Timko was furious with Guarnieri's statement, rebuking it by saying: "You cannot be broadcasting any clearer that you just don't get it. She's trying to protect Mama. She doesn't want to get her hair done. She wants to stop bleeding like crazy and start grieving her foetus, what she's just been through." She said Watts was scared, anxious and traumatised by the ordeal.
Chief counsel Assistant Trumbull County Prosecutor Diane Barber said she wasn't sure the grand jury would even try to move forward with the case and bring forth an official indictment. She added that she didn't expect it to make a decision until some time in the New Year.
"About 20% of the cases get no-billed, [as in] they do not get indicted and the case does not proceed," she said. Judge Ivanchak noted how complex the case was, too, stating: "There are better scholars than I am to determine the exact legal status of this foetus, corpse, body, birthing tissue, whatever it is. Matter of fact, I'm assuming that's what ... Issue 1's all about: at what point something becomes viable."
Issue 1 was on the ballot during the elections in November this year, and it was a proposed amendment to make permanent the right to an abortion in the state's constitution. It ended up passing, and abortion was made legal across the state.
However, since Watts' miscarriage occurred months before the issue was voted upon, the new rules didn't completely apply to her case. Timko said the state's abuse-of-corpse statute is a vague one that prohibits treating human corpses in a way that could "outrage" family or community.
She noted: "From a legal perspective, there's no definition of 'corpse.' Can you be a corpse if you never took a breath?"
University of California, Irvine, law professor Michele Goodwin said Watts' case is yet another in a long string of cases since the Dobbs decision that targeted Black and brown women. She said studies show that Black women who visited hospitals for prenatal care were about 10 times more likely than white women to have child protective services or law enforcement called on them even if their cases were similar. And that was before Roe was overturned.
"Post-Dobbs, what we see is kind of a wild, wild West," she said. "You see this kind of muscle-flexing by district attorneys and prosecutors wanting to show that they are going to be vigilant, they’re going to take down women who violate the ethos coming out of the state’s legislature."
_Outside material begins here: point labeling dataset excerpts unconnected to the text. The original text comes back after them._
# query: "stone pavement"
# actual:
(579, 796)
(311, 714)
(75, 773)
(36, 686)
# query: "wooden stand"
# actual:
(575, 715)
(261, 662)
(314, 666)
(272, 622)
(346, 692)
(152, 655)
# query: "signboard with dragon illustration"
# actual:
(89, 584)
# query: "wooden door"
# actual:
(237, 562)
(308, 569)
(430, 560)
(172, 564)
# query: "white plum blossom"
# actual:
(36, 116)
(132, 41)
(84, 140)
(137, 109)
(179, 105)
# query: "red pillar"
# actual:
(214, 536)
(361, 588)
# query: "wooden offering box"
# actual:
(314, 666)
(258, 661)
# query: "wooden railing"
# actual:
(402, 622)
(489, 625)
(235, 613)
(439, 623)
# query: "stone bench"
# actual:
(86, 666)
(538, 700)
Benjamin Crump, a civil rights attorney famous for his advocacy work in the Black community, posted a GoFundMe page to his X, formerly known as Twitter, page that's designed to provide Watts money for her ongoing legal battles, her medical bills and the trauma counseling she is now receiving.
"Brittany Watts suffered an agonizing miscarriage in the bathroom of her home in Warren, Ohio on September 22, 2023. As she was hemorrhaging and writhing in pain, she had no way of knowing that the miscarriage was only the beginning of her suffering," the organisers of the fundraiser wrote. "She could not have possibly imagined that the most private situation of her life - the same private situation that thousands of women in this country experience every year - would leave her demonized and fighting for her freedom."
They added that "Brittany did nothing to cause her miscarriage" and also stated: "There is no Ohio law dictating the 'proper' disposal method of the remains of a miscarriage."
"Any additional monies will be used to advocate for better laws, educate medical personnel and law enforcement about those laws, and increase awareness of issues surrounding pregnancy loss," the page concludes.
An initial goal of $100,000 was set, but that was surpassed, and donors have now raised over $128,000. Watts continues her fight for her rights as she deals with the trauma of the situation.